South Coast Repertory, Orange County’s Tony-winning theatre, is staging a production of Moby Dick by Chicago’s Lookingglass Theatre that one might describe as “Moby Dick meets Cirque du Soleil.” With dialogue and a plot that originate very literally in Melville’s classic novel, this production invokes the spirit of the source material through creative stagecraft and dazzling aerial acrobatics.
The play, which is a co-production with Alliance Theatre and Arena Stage, is strongest when it’s nonverbal. Kelley Abell, Cordelia Dewdney and Kasey Foster are especially captivating in the many roles they inhabit, acting as a chorus of fates, the ocean and the great White Whale himself. Although their physically demanding performances require them to sing, fly, run and climb in a variety of costumes, I was perhaps most impressed by the way they walked so briskly and smoothly in 19th century hoop skirts that they appeared to be gliding.
The production also provides a number of “gasp” moments, most of which are delightful surprises (although I feel like I can safely spoil for you that the fire alarm in act II is part of the play, and you don’t need to exit– not being 100% sure was one surprise moment I didn’t totally love). The first time I gasped and nudged my companion was when Ishmael (Jamie Abelson) and Queequeg (Anthony Fleming III) first boarded the Pequod and Micah Figueroa, playing Cabaco, climbed a set piece and held himself out from it perpendicularly for what felt like five minutes while Ishmael tried to mentally capture the moment at which his adventure was beginning.

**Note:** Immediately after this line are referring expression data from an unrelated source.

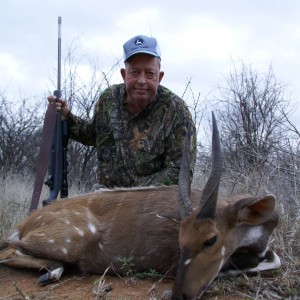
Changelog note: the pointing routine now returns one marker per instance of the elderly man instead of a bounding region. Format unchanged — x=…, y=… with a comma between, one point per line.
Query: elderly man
x=139, y=126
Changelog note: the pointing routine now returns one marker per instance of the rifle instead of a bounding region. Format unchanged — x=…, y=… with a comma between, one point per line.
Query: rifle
x=55, y=131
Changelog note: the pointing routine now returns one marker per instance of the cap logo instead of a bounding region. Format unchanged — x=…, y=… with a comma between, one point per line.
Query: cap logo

If you’re a student reading Moby Dick for a high school or college English class and you live anywhere near Costa Mesa or Chicago (where the production returns in June), seeing this would be a terrific complement to reading the book. It’s definitely not a substitute, though. My companion for this show is a major Moby Dick lover, and he pointed out that the substance of Ahab’s (Christopher Donahue) motivation in the book is really about knowing the unknowable and controlling the uncontrollable, whereas in the play he seems motivated purely by revenge for the whale having taken his leg. The characterizations of Ishmael and Queequeg were also broadened to play to a theatre audience and not safe to base a book report on.